BEST BAR: "For some low-key fun drinking, I really love the bars in Greenwood— the Baranof and the lounge at the China Jade."

BEST LOCAL RECORD STORE: Singles Going Steady.

BEST BAR JUKEBOX: "I haven't found the perfect jukebox, but the one at Duck Island Saloon (by Beth's Cafe on Aurora) has some stuff on it you won't find anywhere else, including a CD by Skate Death, an '80s punk band from Anchorage, Alaska, that's a forgotten classic."

BEST CANDIDATE FOR BAR RESURRECTION: "I really, really miss Gibson's. The room was great, the drinks were stiff and cheap, the owner was actually sane and fair, and hell, they gave me my first break when no one else was interested. Shows were so fun there."

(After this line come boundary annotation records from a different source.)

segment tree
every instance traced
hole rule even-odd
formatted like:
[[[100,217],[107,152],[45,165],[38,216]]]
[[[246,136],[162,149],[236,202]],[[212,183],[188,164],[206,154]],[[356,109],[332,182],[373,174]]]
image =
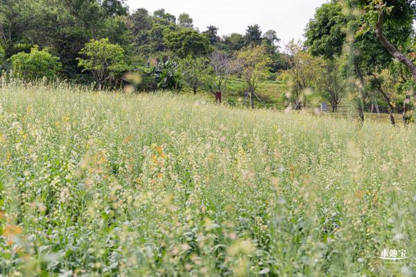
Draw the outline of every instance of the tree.
[[[245,39],[243,35],[233,33],[224,37],[224,44],[227,47],[229,52],[239,51],[245,45]]]
[[[259,45],[261,43],[261,30],[257,24],[250,25],[245,31],[245,45]]]
[[[204,56],[211,52],[208,39],[195,30],[181,28],[166,35],[164,44],[180,58]]]
[[[209,63],[214,74],[214,82],[217,92],[224,93],[227,88],[227,83],[229,76],[235,70],[235,64],[231,56],[219,51],[214,51],[209,55]],[[209,86],[211,92],[216,92]]]
[[[339,56],[345,42],[347,22],[341,4],[333,1],[324,3],[306,26],[305,47],[313,56],[329,60]]]
[[[153,25],[149,12],[145,8],[136,10],[128,19],[130,29],[136,37],[150,30]]]
[[[107,82],[111,85],[116,75],[126,69],[124,50],[118,44],[110,43],[106,38],[92,39],[80,53],[86,58],[78,58],[78,66],[92,74],[100,90]]]
[[[0,45],[4,49],[6,58],[18,53],[15,47],[22,42],[24,33],[32,23],[30,4],[26,0],[0,1]]]
[[[166,23],[176,23],[176,17],[170,13],[165,12],[164,8],[157,10],[153,12],[153,16],[159,19],[162,19],[162,22],[164,21]]]
[[[379,7],[376,2],[380,1],[334,0],[324,4],[317,10],[306,33],[306,45],[313,55],[332,59],[340,55],[344,44],[348,46],[351,54],[349,63],[358,84],[357,103],[361,121],[364,121],[364,107],[369,95],[366,90],[368,86],[365,83],[366,76],[385,68],[392,60],[376,35],[377,7]],[[405,49],[413,33],[409,12],[402,12],[408,10],[408,5],[406,5],[408,2],[408,0],[389,0],[389,3],[400,8],[397,9],[395,15],[389,15],[388,24],[385,25],[386,39]],[[396,19],[392,20],[392,18]]]
[[[182,13],[179,15],[178,25],[183,28],[193,28],[193,19],[187,13]]]
[[[202,33],[208,37],[208,40],[209,40],[209,43],[211,43],[211,45],[214,45],[220,40],[220,37],[218,37],[218,28],[215,26],[211,25],[207,26],[207,31],[205,31]]]
[[[209,60],[189,56],[181,61],[180,66],[184,82],[196,94],[209,76]]]
[[[291,98],[295,101],[295,108],[300,109],[302,103],[306,106],[306,92],[315,85],[324,63],[321,58],[308,53],[300,41],[291,41],[286,51],[289,54],[288,71],[293,82]]]
[[[323,61],[322,61],[323,62]],[[331,103],[332,112],[336,112],[338,106],[347,94],[345,77],[340,72],[339,60],[327,60],[317,78],[317,86],[324,99]]]
[[[64,3],[94,39],[106,19],[127,15],[124,0],[64,0]]]
[[[264,79],[268,73],[267,64],[270,58],[264,45],[250,47],[237,53],[239,73],[244,76],[251,95],[251,107],[254,108],[254,96],[259,81]]]
[[[384,69],[379,74],[373,74],[370,83],[372,89],[375,90],[383,96],[388,106],[390,122],[392,125],[396,125],[394,115],[395,103],[393,99],[395,96],[392,94],[395,85],[390,72],[388,69]]]
[[[35,46],[31,53],[21,52],[11,57],[13,74],[24,82],[35,82],[43,78],[52,81],[61,69],[59,58]]]

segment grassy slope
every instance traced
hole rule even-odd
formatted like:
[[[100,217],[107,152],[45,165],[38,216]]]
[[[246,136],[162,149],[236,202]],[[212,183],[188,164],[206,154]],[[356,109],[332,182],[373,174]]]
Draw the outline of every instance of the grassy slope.
[[[386,240],[416,253],[414,153],[414,127],[3,87],[0,274],[379,276]]]

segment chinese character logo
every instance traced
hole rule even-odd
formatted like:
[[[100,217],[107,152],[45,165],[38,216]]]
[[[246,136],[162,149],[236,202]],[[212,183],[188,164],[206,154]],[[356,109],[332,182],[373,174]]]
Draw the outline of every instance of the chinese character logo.
[[[392,240],[381,246],[377,258],[382,269],[393,272],[400,271],[411,257],[402,242]]]

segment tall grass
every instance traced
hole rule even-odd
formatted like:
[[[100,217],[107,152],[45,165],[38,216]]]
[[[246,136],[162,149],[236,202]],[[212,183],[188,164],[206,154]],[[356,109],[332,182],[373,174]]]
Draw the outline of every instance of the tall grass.
[[[0,88],[1,276],[371,276],[389,240],[416,255],[413,127],[87,90]]]

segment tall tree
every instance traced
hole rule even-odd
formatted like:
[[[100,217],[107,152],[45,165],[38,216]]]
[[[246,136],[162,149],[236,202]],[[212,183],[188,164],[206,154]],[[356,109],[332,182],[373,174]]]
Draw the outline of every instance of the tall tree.
[[[249,47],[237,54],[239,73],[244,77],[250,93],[250,105],[254,108],[254,97],[259,82],[266,78],[268,73],[267,64],[270,58],[266,47],[259,45]]]
[[[218,28],[215,26],[212,25],[207,26],[207,31],[202,32],[203,34],[207,35],[207,36],[208,37],[211,45],[214,45],[220,40],[220,37],[218,37]]]
[[[193,94],[196,94],[209,76],[209,60],[207,58],[187,57],[180,62],[183,81]]]
[[[164,44],[180,58],[207,56],[211,52],[208,39],[196,31],[182,28],[166,35]]]
[[[177,24],[183,28],[193,28],[193,19],[187,13],[181,13],[177,19]]]
[[[245,31],[245,44],[259,45],[261,43],[261,30],[258,24],[250,25]]]

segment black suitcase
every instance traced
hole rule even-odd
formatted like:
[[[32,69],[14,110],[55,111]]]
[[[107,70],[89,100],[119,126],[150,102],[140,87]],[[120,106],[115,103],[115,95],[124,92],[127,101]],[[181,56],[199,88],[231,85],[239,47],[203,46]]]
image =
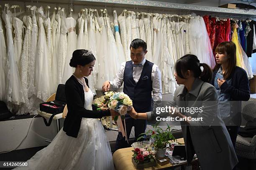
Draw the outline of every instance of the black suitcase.
[[[46,119],[43,117],[44,123],[47,126],[50,126],[53,117],[56,115],[63,112],[66,103],[65,85],[60,84],[58,85],[57,88],[55,100],[44,102],[40,104],[39,108],[41,111],[52,114],[48,122]]]
[[[8,110],[5,103],[3,101],[0,101],[0,120],[8,119],[13,115]]]

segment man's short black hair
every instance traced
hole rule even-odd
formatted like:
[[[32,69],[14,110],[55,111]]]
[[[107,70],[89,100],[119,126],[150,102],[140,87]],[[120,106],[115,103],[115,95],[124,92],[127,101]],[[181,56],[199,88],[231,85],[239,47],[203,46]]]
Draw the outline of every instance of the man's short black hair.
[[[133,41],[131,43],[131,45],[130,45],[130,50],[131,47],[135,49],[142,47],[143,49],[143,51],[145,52],[147,50],[147,43],[141,39],[136,38],[133,40]]]

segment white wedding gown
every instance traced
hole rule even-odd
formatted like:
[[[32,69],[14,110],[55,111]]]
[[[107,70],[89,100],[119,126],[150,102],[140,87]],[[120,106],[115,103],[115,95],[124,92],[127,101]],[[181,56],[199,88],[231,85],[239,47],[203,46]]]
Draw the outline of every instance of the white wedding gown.
[[[51,94],[53,94],[56,92],[58,86],[58,42],[59,38],[60,27],[59,29],[58,29],[59,23],[55,19],[57,15],[59,15],[59,14],[57,14],[55,15],[54,10],[51,19],[51,26],[52,29],[51,32],[52,43],[53,48],[53,51],[51,54]]]
[[[23,19],[25,25],[26,27],[26,34],[23,42],[23,50],[20,59],[20,81],[23,90],[23,95],[25,102],[23,104],[19,110],[17,115],[26,115],[30,110],[30,105],[28,96],[28,60],[29,57],[29,48],[31,43],[31,33],[32,32],[32,20],[28,15],[24,16]]]
[[[20,58],[23,46],[23,22],[16,17],[13,17],[13,26],[14,28],[13,33],[15,35],[13,38],[14,53],[19,72],[20,71]]]
[[[129,49],[128,45],[127,44],[127,30],[126,30],[125,12],[123,11],[123,12],[124,13],[124,16],[122,16],[122,14],[121,14],[118,16],[118,20],[120,26],[121,41],[123,47],[125,60],[128,61],[131,60],[130,50]],[[130,47],[130,44],[129,45],[129,47]]]
[[[7,62],[6,63],[6,98],[8,108],[12,112],[15,110],[14,105],[19,105],[25,102],[22,92],[21,84],[14,52],[14,45],[12,35],[11,13],[9,6],[3,12],[2,18],[5,23],[7,47]]]
[[[6,62],[7,51],[6,44],[3,33],[3,26],[2,20],[0,20],[0,100],[6,100]]]
[[[77,22],[72,17],[69,17],[65,19],[65,22],[66,23],[66,26],[67,28],[68,35],[67,56],[65,61],[64,72],[62,78],[62,82],[64,84],[74,72],[74,68],[70,67],[69,62],[71,58],[72,58],[73,52],[77,50],[77,41],[75,29]]]
[[[36,59],[36,85],[37,87],[36,96],[43,101],[46,101],[50,96],[50,71],[48,57],[51,52],[48,50],[44,20],[45,16],[42,7],[37,10],[39,31]]]
[[[92,110],[93,99],[90,90],[84,92],[86,109]],[[98,119],[82,118],[77,138],[67,135],[61,128],[47,147],[38,152],[27,162],[28,167],[15,169],[115,169],[109,143]]]

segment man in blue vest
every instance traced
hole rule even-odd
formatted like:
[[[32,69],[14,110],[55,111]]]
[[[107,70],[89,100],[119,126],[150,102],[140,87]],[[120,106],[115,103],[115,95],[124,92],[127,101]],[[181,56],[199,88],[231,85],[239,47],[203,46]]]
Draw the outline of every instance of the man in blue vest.
[[[115,91],[124,83],[123,92],[133,100],[137,112],[151,110],[151,101],[162,98],[161,75],[158,67],[145,58],[147,44],[142,40],[134,39],[130,45],[131,60],[124,62],[113,81],[106,81],[102,87],[103,91]],[[153,99],[151,94],[153,92]],[[147,121],[134,119],[126,114],[125,116],[127,138],[129,139],[133,126],[134,127],[135,142],[142,133],[145,132]],[[119,132],[116,142],[116,149],[128,147],[125,138]]]

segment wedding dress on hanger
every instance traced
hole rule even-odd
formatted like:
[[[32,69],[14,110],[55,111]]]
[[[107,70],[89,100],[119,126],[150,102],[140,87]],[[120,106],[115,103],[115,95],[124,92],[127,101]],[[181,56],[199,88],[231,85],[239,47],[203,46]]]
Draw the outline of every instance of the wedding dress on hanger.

BEST NONVENUE VENUE: "A few years back, the Bainbridge Island band Maurice's Little Bastards on occasion would drive up to Capitol Hill, find an electrical outlet in an alley, and set up and play until their lookout would tell them the cops were coming. I thought that was brilliant."

BEST SEATTLE BAND: "I can't really answer this one, but if I'm pushed I would say the Sonics were fucking amazing."

BEST LIVE SHOW MEMORY: "Easy: Daisy Chainsaw at the Backstage in Ballard in the early '90s. I had never seen anything like that before, or since, and the fact that I never read anything about their live show in the press meant I was totally unprepared for such an intense show. I really can't explain it, but if you see a copy of their Eleventeen album, you should check it out."

BEST THING TO DO WHEN YOU DON'T WANT TO BE AROUND MUSIC OR THE PEOPLE WHO MAKE IT: "Go out kayaking. Agua Verde Paddle Club near the U District is the cheapest and nicest place I've found."